I'll look at this tomorrow to see if we can pre-set id while uploading files perhaps or somewhere else. The _id_ I get is randomly generated by the _UploadFile()_, which is not deterministic. I'm not sure if we need deterministic ids tho.
to facilitate code review, would you be able to follow the steps on https://developers.mattermost.com/extend/plugins/best-practices/#how-can-i-review-the-entire-code-base-of-a-plugin and effectively create a pull-request to master for discussion? We can promote to the mattermost organization afterwards.
Something like this? https://github.com/ilgooz/mattermost-plugin-topdf/pull/1 But I'm afraid that you won't be able to put review comments into this PR since you and other guys have no access to my repo.
Moving the discussion related to distributed locks to a chat thread: https://community.mattermost.com/core/pl/bb376sjsdbym8kj7nz7zrcos7r
Thanks @ilgooz! I'll take a look at ilgooz/mattermost-plugin-topdf#1 -- I do seem to be able to provide comments there, and will aim to get you feedback soon.
Hey, this plugin has been implemented and ready to be used. It lives at: https://github.com/ilgooz/mattermost-plugin-topdf
I have just merged https://github.com/ilgooz/mattermost-plugin-topdf/pull/1 PR to master which includes updates about most of the change request made by @lieut-data's first review.

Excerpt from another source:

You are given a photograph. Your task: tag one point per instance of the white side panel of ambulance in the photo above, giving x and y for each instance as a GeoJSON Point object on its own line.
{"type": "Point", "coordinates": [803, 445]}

Since I don't have further time to work on this plugin, please feel free to fork the plugin's repo and add remaining changes on top.
Also, feel free to clone and push the repo under @mattermost if you'd like to further maintain this plugin.
Thanks!
Thanks for all your contributions, @ilgooz!
@levb, I wonder if it makes sense to add this to the integrations team backlog as something to evaluate? Your call on next steps.
After updating mattermost version to latest, preview documents function which has implemented "https://github.com/ilgooz/mattermost-plugin-topdf" is no more working.
Can anyone please suggest, what's need to do in this case. Any tweak, please suggest.
Most helpful comment
Hello,
Would you be interested in ODF support as well? WebODF could be used for that.